Since Southern slaveowners and northern
men of property controlled the mechanisms of governance in the
nation's early years, they saw no need to muscle up the corporation-a
tool of kings with which they had direct experience. These men
who were doing very well did not want rival ruling power controlled
by others, like the East India Company, to arise in their midst.
So their state legislators wrote corporate charters-and then state
corporation laws-limiting how long corporations could exist and
limiting their real property and capital holdings. Laws in all
states specified corporate purpose, banned corporations from owning
other corporations, preserved rights of minority shareholders,
made directors and shareholders liable for corporate debts and
harms, and barred corporate involvement in elections and lobbying.
The culture regarded corporations as subordinate
to the sovereign people.
After the Civil War, however, the men
setting out to industrialize this land with machines and workers
without rights made the corporation their ruling institution.
caption under a New York Times Corporation photograph (1999)
Depression-Era Rules Undone. Alan Greenspan,
the Federal Reserve Chairman, and Congressional leaders applauded
President Clinton yesterday after he signed the Financial Services
Modernization Act, which allows merging of banks, securities firms
and insurers. It repeals parts of the Glass-Steagall Act.
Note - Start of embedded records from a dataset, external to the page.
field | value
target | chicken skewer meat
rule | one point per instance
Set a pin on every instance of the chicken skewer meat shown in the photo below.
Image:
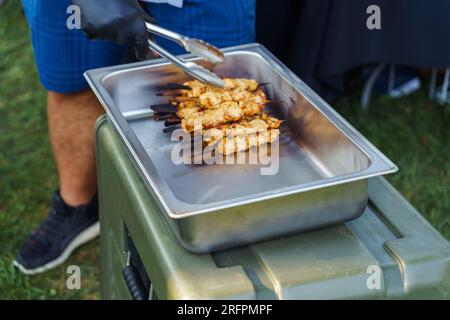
(243, 135)
(230, 119)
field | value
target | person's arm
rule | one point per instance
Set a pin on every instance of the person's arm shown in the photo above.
(120, 21)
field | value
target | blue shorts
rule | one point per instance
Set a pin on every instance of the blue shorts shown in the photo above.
(63, 55)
In the past century, the limited liability corporation became
the most powerful institution in the world, both politically and
economically and increasingly on the cultural level as well. Corporations
accumulate wealth and exercise power through alliances with other
corporations and through relationships with local, national, and
international government officials.
The World Trade Organization (WTO), with
its explicit jurisdiction superceding national laws, has recently
provided a focal point and raised the public's awareness of the
concentration of political and economic power in the hands of
fewer and fewer people. Multilateral financial institutions like
the World Bank and International Monetary Fund, controlled by
the richest nations, are privatizing the economies and restructuring
the social policies of the rest of the world.
But the World Bank and the WTO are only
the more visible institutions of corporate power. Government agencies
charged with protecting public health and safety are run by executives
on loan from the corporations that are supposed to be regulated.
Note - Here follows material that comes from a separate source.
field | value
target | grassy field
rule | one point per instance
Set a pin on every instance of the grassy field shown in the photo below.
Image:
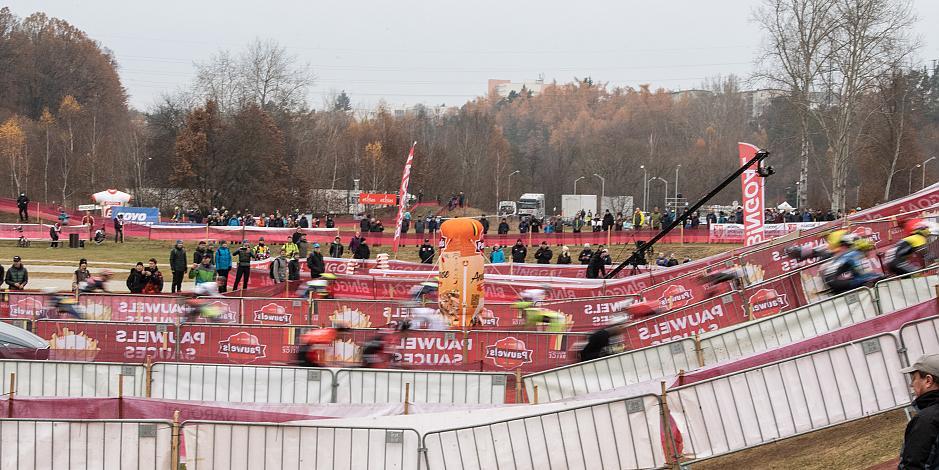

Corporate lobby groups write legislation and buy candidates for
political office. Corporate-driven think tanks and educators enjoy
the prestige of university appointments where corporate agendas
are developed and disseminated. Corporate foundations decide which
charities and which environmental groups will get funded. Investment
bankers control more money than the World Bank, and their unregulated
speculation in national currencies has plunged Latin America and
Asia into financial crises. Governments have become "mere
salesmen" promoting multinational corporations, which are
the "muscle and brains" of the global economy.'
The true measure of corporate power is the ability of the owners
and managers of corporations to unite to influence political agendas
and to subvert national and international law.
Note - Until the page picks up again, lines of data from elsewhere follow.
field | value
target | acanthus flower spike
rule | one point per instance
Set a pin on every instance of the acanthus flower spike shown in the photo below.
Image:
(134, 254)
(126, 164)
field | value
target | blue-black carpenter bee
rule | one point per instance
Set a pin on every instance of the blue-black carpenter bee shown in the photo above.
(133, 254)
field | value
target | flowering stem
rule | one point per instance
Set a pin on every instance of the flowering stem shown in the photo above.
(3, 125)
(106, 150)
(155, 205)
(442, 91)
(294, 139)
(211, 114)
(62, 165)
Ninety percent of the 800 largest U.S. corporations are interlocked
in a continuous network, with any one corporation within four
steps of any other corporation in the network.'
Corporations and corporate foundations fund think tanks which
formulate policies which will be favorable to business. Corporate
attorneys draft legislation which will make those policies the
law of the land. Corporate political action committees pay for
the election campaigns of the politicians who ensure that such
legislation becomes law, and lobbyists make sure the politicians
stay bought. Corporate executives are appointed to lead the regulatory
agencies which enforce (or dismantle) the laws that aren't favorable
to business. National and multilateral trade and development agencies
design and subsidize an international trading system dominated
by the largest corporations. Governments and banks use public
monies to subsidize and insure corporate investment.
The elite consensus rises above the competitive advantage of particular
corporations, and is larger than any industry. What unites corporations
and industry associations and the wealthy and powerful is a consensus
to build and maintain power itself.
Corporate power is dependent on legal, economic, and political
mechanisms, structures, and processes which follow a few basic
* Privatize profits. Get as many subsidies
as possible from labor, the public, and the environment. Get below-cost
raw materials from the public domain. Let communities and governments
pay for infrastructure. Lobby for tax breaks and tax credits.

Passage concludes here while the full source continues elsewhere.